Against the backdrop, members of the World Trade Organisation (WTO) gathered in Geneva during the first week of this month to examine the status of the AfT programme. It was the 'Seventh Global Review of Aid for Trade' under the theme 'Supporting Economic Diversification and Empowerment for Inclusive, Sustainable Development through Aid for Trade.' Review report titled 'Aid for Trade: At a Glance 2019' and a few other related publications were unveiled during the event.
The review report, jointly prepared by Organisation of Economic Co-operation and Development (OECD) and WTO, showed that since the inception of the programme, 'more than US$ 409 billion' has been disbursed under the AfT, 'reaching 146 countries or territories' to help them build their trade infrastructure and capacity. It also mentioned that more than 178,000 AfT projects have been funded since 2006.
Generally, the biennial review report is considered as a detailed documentation of the AfT status. It provides elaborate statistics and some analyses of AfT and its impact. The meeting accepted the report as 'final review' and the concern raised by many developing countries on the limitation of the review mechanism was not accommodated.
The three-day event concluded with the high hope that the AfT would contribute more in near future. At the end of the day, the WTO and its partner organisations like OECD tried to portray a rosy picture of the AfT.
Nevertheless, some questions and concerns regarding the long-term effectiveness of the programme remained unanswered. The three-day biennial event, packed with more than 80 sessions of workshops and discussions, brought many issues overlooking the critical focus on AfT. Due to the wide range of the meeting agenda, it became difficult to assess the overall outcome of the event. The thematic sessions, however, tried to examine the impact of AfT.
A number of representatives of the LDCs argued that AfT needed to 'adopt evolving needs' of these countries. They also stressed on 'continued support even as they graduate to a higher economic status.' This indicated that LDCs found the AfT inadequate and to some extent distorted.

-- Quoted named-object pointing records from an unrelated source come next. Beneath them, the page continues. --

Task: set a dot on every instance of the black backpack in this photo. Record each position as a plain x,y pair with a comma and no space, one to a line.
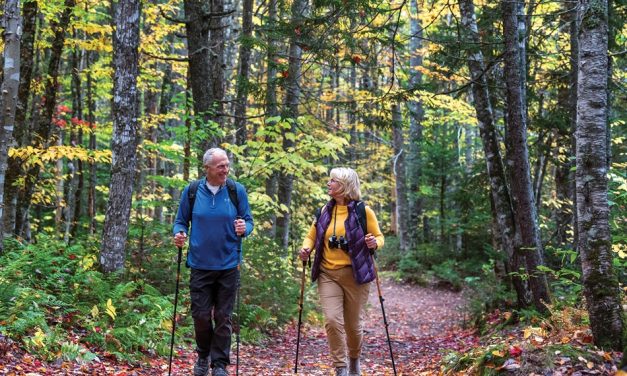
230,185
360,207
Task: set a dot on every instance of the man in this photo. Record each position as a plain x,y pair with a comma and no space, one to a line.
218,226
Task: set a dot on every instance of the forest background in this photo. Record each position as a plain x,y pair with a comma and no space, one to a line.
488,136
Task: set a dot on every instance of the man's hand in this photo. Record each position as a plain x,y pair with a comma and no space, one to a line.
240,226
179,239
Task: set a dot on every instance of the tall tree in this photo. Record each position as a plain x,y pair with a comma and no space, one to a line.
239,110
271,104
125,134
514,30
416,116
217,67
291,111
199,50
29,27
398,170
43,128
564,177
11,22
601,286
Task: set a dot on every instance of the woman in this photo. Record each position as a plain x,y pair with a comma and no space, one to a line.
343,266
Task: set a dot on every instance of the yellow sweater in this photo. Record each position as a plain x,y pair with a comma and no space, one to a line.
335,258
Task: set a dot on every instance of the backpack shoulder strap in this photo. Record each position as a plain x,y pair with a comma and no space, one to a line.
191,193
230,185
360,207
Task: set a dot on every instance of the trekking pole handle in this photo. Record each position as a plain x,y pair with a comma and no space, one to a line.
237,218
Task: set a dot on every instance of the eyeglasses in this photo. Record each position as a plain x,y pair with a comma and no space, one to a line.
224,166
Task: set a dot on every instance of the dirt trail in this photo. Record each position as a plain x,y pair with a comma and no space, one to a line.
422,323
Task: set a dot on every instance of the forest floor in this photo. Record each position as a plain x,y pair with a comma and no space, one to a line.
423,322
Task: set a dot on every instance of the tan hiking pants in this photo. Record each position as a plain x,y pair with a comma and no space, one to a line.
343,302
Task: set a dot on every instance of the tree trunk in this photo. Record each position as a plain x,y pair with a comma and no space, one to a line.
243,71
398,170
217,68
416,115
199,50
91,108
517,152
601,287
271,106
291,111
29,11
44,126
494,163
11,23
125,135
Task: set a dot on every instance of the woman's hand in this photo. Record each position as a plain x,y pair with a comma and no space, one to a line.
179,239
304,253
371,241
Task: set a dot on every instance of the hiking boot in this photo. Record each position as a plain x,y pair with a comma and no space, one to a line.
201,368
219,371
353,367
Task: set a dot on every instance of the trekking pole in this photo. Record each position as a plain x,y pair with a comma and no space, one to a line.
385,321
176,299
300,312
239,320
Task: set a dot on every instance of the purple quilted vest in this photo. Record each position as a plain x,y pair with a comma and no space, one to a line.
363,267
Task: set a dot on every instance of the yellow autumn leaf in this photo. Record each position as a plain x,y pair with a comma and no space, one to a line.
498,353
538,332
110,309
38,338
87,262
166,324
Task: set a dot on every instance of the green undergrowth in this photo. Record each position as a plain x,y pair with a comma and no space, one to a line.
56,303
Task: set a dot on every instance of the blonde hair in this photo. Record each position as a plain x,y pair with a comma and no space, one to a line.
349,182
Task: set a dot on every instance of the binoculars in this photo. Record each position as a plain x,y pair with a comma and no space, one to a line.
341,243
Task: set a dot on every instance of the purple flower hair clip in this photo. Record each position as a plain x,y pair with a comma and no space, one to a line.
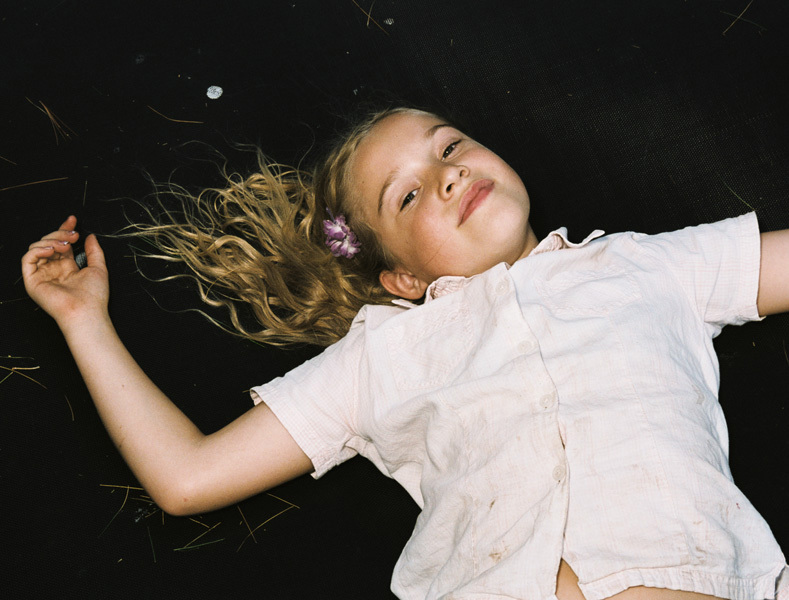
339,237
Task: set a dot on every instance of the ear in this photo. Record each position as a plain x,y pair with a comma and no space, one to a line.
402,283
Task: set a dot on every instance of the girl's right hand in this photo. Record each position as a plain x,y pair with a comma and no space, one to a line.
55,282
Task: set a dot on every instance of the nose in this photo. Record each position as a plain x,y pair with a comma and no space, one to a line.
450,176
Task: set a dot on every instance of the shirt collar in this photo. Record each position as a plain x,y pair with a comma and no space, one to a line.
556,240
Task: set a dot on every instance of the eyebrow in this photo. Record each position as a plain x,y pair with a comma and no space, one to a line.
429,133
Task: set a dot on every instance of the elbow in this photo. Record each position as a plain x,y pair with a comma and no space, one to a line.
178,498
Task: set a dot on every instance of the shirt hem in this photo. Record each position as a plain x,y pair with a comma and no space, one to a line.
689,580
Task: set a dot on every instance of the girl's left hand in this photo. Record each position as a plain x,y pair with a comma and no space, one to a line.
55,282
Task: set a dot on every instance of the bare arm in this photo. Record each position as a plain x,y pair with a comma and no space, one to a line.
183,470
774,273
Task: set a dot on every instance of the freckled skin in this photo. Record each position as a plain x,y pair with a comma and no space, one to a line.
424,233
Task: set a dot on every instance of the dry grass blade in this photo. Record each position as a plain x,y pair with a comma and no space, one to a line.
60,129
368,14
173,120
738,17
13,187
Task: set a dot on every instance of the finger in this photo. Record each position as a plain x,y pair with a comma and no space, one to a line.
62,234
60,246
69,224
94,253
31,258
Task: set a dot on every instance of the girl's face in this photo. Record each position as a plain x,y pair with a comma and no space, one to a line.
441,203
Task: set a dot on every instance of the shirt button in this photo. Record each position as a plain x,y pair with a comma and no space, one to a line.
525,347
700,397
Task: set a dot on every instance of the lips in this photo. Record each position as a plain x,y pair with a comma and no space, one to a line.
473,197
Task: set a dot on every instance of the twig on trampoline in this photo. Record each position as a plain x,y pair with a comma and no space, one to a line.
58,126
739,17
369,16
173,120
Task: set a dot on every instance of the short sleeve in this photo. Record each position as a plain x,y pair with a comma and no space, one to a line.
717,265
316,402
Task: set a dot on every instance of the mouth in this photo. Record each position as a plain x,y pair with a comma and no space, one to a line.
473,197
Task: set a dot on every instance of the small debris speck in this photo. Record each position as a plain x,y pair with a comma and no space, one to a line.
214,92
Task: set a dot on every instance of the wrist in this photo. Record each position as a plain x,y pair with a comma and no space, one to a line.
79,324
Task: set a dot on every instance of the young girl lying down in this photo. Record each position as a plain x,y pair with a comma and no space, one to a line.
550,405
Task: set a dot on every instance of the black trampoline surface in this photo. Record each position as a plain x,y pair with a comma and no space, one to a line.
618,115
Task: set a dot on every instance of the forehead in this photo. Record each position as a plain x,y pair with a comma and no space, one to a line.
388,146
398,131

The review report mentioned that AfT is unevenly distributed among the LDCs. The top five recipients - Afghanistan, Bangladesh, Ethiopia, Mozambique, Tanzania - account for over 40 per cent of total AfT disbursed to the LDCs between 2006 and 2017. This, however, largely depends on socio-economic condition of the countries. For example, being a war-torn country, Afghanistan has received a very big amount of foreign aid for rebuilding and reconstruction of physical infrastructures. A portion of such aid was labelled as AfT. For Bangladesh, it is the growing size of the economy that mattered.

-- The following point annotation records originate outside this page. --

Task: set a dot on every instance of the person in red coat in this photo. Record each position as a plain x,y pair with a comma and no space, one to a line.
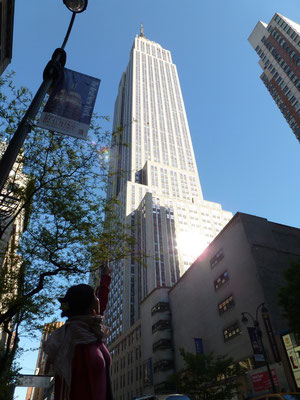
80,359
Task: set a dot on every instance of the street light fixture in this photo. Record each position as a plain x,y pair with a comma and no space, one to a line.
76,6
244,320
51,73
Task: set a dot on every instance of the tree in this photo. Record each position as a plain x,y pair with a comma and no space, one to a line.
69,228
289,296
207,376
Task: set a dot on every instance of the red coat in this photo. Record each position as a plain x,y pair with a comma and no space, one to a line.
90,365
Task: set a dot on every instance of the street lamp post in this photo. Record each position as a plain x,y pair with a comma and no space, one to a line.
51,74
258,331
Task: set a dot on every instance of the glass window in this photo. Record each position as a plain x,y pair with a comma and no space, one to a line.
217,258
221,280
226,304
231,331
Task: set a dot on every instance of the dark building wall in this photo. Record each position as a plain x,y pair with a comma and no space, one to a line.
7,8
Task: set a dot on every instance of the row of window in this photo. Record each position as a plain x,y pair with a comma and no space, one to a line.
284,44
283,107
287,29
233,330
290,73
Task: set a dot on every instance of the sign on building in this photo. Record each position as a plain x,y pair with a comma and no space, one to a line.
34,381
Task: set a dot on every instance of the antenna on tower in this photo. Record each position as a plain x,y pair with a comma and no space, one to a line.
142,31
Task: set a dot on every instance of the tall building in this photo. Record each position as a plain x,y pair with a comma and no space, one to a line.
156,181
6,32
42,366
278,47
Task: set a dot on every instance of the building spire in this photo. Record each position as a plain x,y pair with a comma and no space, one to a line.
142,31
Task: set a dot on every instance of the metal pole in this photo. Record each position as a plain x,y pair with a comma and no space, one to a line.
50,75
15,144
259,334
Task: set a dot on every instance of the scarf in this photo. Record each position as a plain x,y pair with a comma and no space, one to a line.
60,346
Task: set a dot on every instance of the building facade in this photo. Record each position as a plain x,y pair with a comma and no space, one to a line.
278,47
6,32
155,178
42,367
242,268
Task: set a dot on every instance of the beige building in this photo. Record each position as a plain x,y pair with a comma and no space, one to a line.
239,270
42,367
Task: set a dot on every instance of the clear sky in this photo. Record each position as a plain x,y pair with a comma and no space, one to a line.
248,158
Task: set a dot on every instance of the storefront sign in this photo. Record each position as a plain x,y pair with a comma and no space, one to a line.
261,380
292,347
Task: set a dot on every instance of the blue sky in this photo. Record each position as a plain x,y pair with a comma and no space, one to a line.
247,156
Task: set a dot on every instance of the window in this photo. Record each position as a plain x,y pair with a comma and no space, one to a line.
161,325
216,258
159,307
232,331
226,304
221,280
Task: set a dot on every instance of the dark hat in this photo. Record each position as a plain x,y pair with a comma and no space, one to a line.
77,300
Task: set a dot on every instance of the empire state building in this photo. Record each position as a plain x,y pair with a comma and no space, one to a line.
159,188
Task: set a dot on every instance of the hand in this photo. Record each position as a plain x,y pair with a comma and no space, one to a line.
106,269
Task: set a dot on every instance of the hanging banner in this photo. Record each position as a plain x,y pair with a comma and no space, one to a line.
256,345
292,346
199,345
70,105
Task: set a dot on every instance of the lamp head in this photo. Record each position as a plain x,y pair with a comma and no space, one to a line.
264,311
76,6
244,319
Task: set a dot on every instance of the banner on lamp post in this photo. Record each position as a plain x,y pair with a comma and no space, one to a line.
256,345
70,105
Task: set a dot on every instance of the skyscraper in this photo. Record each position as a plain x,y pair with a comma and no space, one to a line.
278,46
160,196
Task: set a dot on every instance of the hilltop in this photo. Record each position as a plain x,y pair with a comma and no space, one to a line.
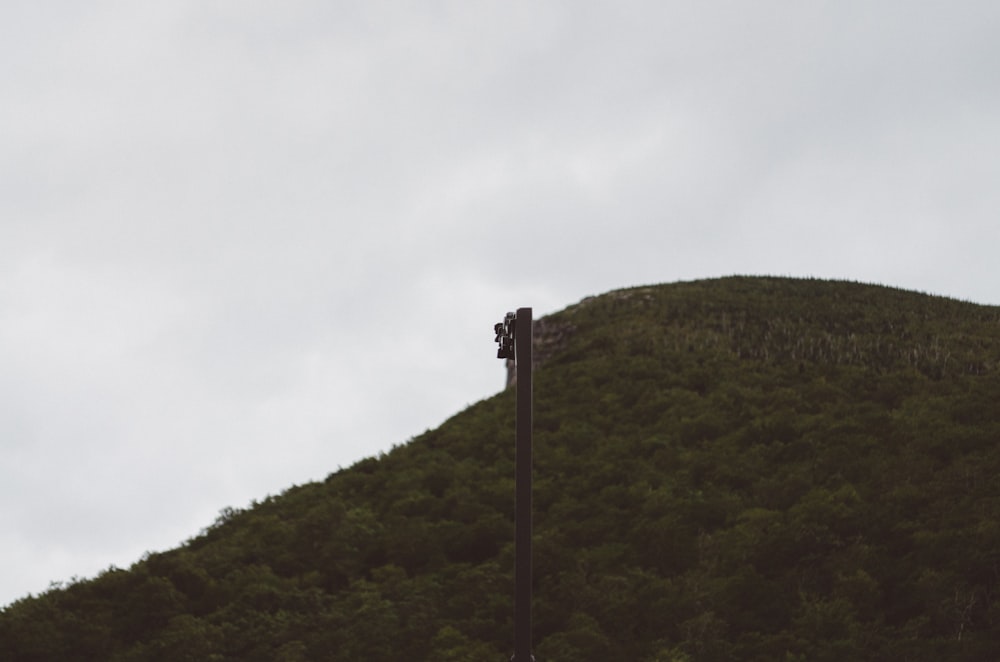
733,469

BANGLADESH CONTEXT: In 2017, Bangladesh received $1.89 billion aid for trade against the annual commitment of $2.96 billion. Statistics showed that disbursement of fund increased gradually in the last 10 years while commitment from donors fluctuated regularly. In 2017, country's top three priorities for AfT were trade facilitation, transport infrastructure and networking infrastructure. Two years back in 2015, these were trade facilitation, international competitiveness and services development. Over the years, there are small changes in these priorities as presented in Table-1. It shows that trade facilitation is always a top priority.

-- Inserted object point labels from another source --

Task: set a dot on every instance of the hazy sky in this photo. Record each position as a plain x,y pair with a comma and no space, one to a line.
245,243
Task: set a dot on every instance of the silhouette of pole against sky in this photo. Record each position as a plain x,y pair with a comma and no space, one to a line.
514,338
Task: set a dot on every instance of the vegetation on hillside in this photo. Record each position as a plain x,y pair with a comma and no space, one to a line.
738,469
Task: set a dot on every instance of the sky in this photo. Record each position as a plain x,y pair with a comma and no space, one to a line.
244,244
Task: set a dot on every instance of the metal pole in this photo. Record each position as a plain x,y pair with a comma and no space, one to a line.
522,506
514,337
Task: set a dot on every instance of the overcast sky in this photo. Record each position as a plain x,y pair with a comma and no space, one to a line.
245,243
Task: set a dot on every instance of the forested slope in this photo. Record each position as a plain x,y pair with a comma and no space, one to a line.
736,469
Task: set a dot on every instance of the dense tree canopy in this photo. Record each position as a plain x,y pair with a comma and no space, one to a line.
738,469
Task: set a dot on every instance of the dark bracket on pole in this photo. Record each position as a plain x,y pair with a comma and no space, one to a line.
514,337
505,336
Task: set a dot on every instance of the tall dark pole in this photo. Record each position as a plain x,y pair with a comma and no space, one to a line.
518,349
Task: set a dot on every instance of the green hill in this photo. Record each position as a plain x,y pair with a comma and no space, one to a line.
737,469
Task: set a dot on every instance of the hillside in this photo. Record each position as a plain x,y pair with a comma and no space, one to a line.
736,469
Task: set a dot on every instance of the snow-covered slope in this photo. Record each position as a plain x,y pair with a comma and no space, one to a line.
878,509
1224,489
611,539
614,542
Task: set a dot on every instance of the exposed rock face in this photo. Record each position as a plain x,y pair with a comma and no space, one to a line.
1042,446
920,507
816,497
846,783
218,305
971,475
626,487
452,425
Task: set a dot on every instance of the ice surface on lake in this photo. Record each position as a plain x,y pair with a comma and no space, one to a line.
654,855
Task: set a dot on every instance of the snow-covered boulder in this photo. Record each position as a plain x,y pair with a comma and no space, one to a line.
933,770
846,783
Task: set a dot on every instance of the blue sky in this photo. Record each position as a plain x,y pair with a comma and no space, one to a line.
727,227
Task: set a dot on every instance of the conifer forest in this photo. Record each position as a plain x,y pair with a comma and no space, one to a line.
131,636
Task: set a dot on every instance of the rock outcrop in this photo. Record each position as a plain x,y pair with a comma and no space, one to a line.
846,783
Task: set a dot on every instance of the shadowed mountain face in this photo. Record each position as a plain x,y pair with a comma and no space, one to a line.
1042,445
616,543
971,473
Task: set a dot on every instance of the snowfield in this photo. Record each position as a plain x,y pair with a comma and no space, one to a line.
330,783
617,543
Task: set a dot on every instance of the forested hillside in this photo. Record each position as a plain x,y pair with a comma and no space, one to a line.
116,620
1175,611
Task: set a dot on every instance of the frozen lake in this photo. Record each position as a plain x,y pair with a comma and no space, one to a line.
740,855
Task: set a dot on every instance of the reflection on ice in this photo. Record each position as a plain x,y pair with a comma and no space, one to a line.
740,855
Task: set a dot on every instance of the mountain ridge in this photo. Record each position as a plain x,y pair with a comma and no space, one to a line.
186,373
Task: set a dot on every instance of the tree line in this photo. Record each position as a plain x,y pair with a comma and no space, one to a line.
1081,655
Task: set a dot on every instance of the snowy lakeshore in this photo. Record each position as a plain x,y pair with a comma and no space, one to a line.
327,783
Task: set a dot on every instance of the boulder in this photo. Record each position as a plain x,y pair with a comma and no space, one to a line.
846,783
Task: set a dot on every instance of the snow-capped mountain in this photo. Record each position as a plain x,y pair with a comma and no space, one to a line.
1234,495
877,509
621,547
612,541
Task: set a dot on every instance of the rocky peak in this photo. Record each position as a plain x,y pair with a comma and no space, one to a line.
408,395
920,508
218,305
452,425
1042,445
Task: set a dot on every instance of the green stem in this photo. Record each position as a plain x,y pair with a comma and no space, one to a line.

Nevertheless, Bangladesh along with Cambodia and Myanmar are the three most diversified merchandise exporting LDCs. On an average, LDC exports reach 46 foreign markets whereas merchandise exports of Bangladesh go to 106 markets-- the highest among the LDCs. Moreover, three LDCs (Angola, Bangladesh and Myanmar) also account for over half of the LDC share of merchandise exports. Again, most LDCs export some 17 categories of services, while Senegal and Bangladesh recorded the highest level of services diversification, exporting in 35 and 33 categories in 2017 respectively.
The impact of AfT in Bangladesh appears limited. In some cases, committed or disbursed aid for other purposes was linked with trade related activities and labelled as aid for trade. So, there is a 'grey area' in the whole process of the AfT. A number of donors try to convert their existing aid into trade-related aid. Thus, all these aid, received by Bangladesh and other LDCs as AfT, are actually not aid to directly and exclusively facilitate trade. The whole process is non-transparent to some extent.